"But how?" He sounds stunned. "Was there a malfunction in the environmental systems? A revolt?" He waits for a response, his eyes boring into me. "Please, Milton... If you were attacked, we may have a common enemy—"
"I don't think so." My voice sounds strange. Lifeless. Why am I telling him this? "His name was Jackson."
"Jackson." Luther sits back slowly, waiting for me to continue. He looks genuinely interested, maybe even concerned. Why should he care?
"Jackson was our leader. He said there was a food shortage." I clench my fists. Why didn't I stop him? "He lied." I was weak, and he was the strongest. But I could have stopped him. "And they all died," I grate out, my eyes stinging all of a sudden. Tears? "He killed them, one at a time...until it was just him and me left."
That was my reward. My punishment. He let me live. He kept my name out of the lottery until the very end.
There was no food shortage, no need for the lottery every four months, no reason why one of us had to be selected at random to die every time. Jackson said he had it all figured out, that there would be enough nourishment packs if we did it this way. All fifty of us wouldn't survive until All-Clear as things were, he said. But he had to make it, of course, since he was the only virile male among us. The future would depend on men like him. The rest of us were expendable.
"The new earth won't need a sterile labor force," he told me in private. "More than anything, we'll need to repopulate. And we'll need food." He cursed, shaking his head. "I don't know what those government jerk-offs were thinking! There's no way we'll survive out there with the limited supply we've got. Cutting back now is our only option, and that means less food down here so there'll be enough up there." He pointed to the surface far above us. "You understand, Milton? We've got to think of the future!"
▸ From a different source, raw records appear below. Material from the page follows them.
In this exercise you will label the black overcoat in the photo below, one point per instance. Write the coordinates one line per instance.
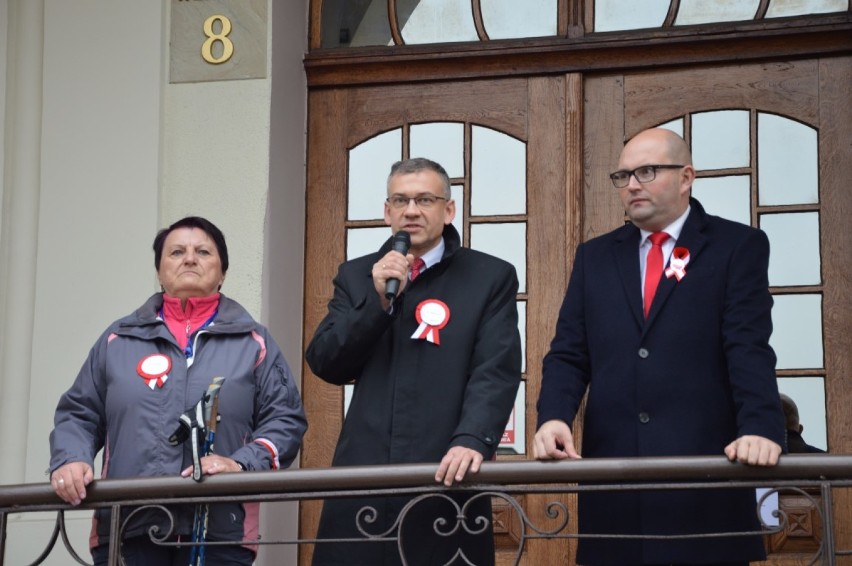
(414, 399)
(696, 375)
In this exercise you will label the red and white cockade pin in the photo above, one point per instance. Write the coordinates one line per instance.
(432, 315)
(677, 264)
(154, 369)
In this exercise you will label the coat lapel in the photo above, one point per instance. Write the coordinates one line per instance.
(626, 251)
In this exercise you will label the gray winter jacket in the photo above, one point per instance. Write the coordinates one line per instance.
(111, 405)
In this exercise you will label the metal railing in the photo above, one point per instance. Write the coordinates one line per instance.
(506, 480)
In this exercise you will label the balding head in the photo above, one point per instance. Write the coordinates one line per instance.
(655, 204)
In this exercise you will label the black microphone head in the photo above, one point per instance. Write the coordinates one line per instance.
(401, 242)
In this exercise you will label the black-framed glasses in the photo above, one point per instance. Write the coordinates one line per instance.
(643, 174)
(422, 201)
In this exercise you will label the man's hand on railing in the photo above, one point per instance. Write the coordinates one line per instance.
(69, 481)
(753, 450)
(554, 441)
(456, 463)
(214, 464)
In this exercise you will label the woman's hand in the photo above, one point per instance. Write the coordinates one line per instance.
(69, 481)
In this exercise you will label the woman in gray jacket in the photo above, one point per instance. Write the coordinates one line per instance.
(152, 366)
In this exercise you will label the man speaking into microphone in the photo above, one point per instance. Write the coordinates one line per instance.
(427, 330)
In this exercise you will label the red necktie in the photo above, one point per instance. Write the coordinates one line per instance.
(417, 267)
(653, 267)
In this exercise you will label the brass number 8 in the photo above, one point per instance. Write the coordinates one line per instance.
(222, 37)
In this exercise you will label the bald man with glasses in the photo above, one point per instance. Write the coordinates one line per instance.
(665, 324)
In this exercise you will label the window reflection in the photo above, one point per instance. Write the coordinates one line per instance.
(794, 241)
(442, 142)
(506, 19)
(728, 197)
(507, 241)
(797, 331)
(720, 139)
(357, 23)
(498, 173)
(369, 164)
(436, 21)
(787, 162)
(613, 15)
(782, 8)
(704, 12)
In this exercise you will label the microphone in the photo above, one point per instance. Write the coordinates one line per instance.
(401, 243)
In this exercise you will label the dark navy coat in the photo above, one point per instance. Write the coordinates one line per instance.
(696, 375)
(413, 399)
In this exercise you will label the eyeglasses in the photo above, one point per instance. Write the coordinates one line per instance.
(643, 174)
(422, 201)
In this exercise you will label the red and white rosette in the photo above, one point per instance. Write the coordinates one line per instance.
(154, 369)
(677, 264)
(432, 315)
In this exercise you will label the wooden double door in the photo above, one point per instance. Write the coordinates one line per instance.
(573, 127)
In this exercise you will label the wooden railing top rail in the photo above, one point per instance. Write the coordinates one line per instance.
(502, 475)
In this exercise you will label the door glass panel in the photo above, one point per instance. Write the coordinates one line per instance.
(436, 21)
(507, 241)
(458, 196)
(797, 331)
(794, 239)
(611, 15)
(369, 165)
(355, 23)
(787, 164)
(675, 125)
(808, 393)
(363, 241)
(781, 8)
(704, 12)
(505, 19)
(728, 197)
(498, 173)
(442, 142)
(720, 139)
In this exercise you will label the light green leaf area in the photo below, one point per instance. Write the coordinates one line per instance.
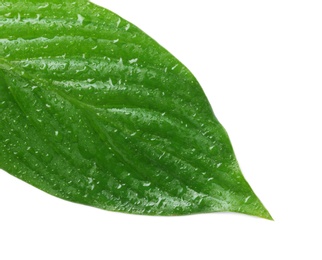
(94, 111)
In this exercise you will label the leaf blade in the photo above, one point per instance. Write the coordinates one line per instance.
(112, 119)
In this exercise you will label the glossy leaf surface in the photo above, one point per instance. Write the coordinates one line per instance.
(94, 111)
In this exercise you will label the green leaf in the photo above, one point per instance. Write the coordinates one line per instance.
(94, 111)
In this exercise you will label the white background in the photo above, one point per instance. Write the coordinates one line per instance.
(260, 64)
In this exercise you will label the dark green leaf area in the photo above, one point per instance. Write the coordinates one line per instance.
(94, 111)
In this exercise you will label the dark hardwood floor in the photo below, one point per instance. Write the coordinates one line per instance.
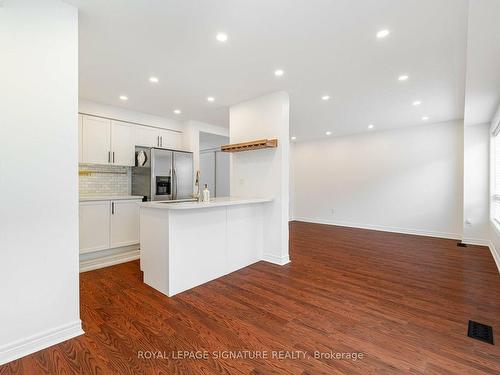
(402, 301)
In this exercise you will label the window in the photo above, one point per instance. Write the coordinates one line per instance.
(495, 162)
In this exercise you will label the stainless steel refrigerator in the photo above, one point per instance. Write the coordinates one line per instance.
(161, 174)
After he explained the situation to everyone, he instituted the lottery. Every time, one of our group was selected to die. Jackson made a big deal out of it, and we always celebrated our bunker mates for an entire day before their time was up. Then I would take them back into one of the storerooms and shut the door. We didn't have anything painless they could take in their sleep. I don't think the government geniuses had planned for us to kill ourselves while we were underground.
But we did have rope.
"Then what happened?"
"What?" I swallow.
"When only you and Jackson were left—"
"I killed him." I cut him open, again and again, and his blood covered the floor in a thick layer of crimson liquid mercury. "It was either him or me. I wasn't going to let him kill me."
Luther nods slowly, watching me. "I can't imagine what it must have been like for you. To lose everyone—and then face this new world alone." He pauses. "You've been out there for nearly ten months."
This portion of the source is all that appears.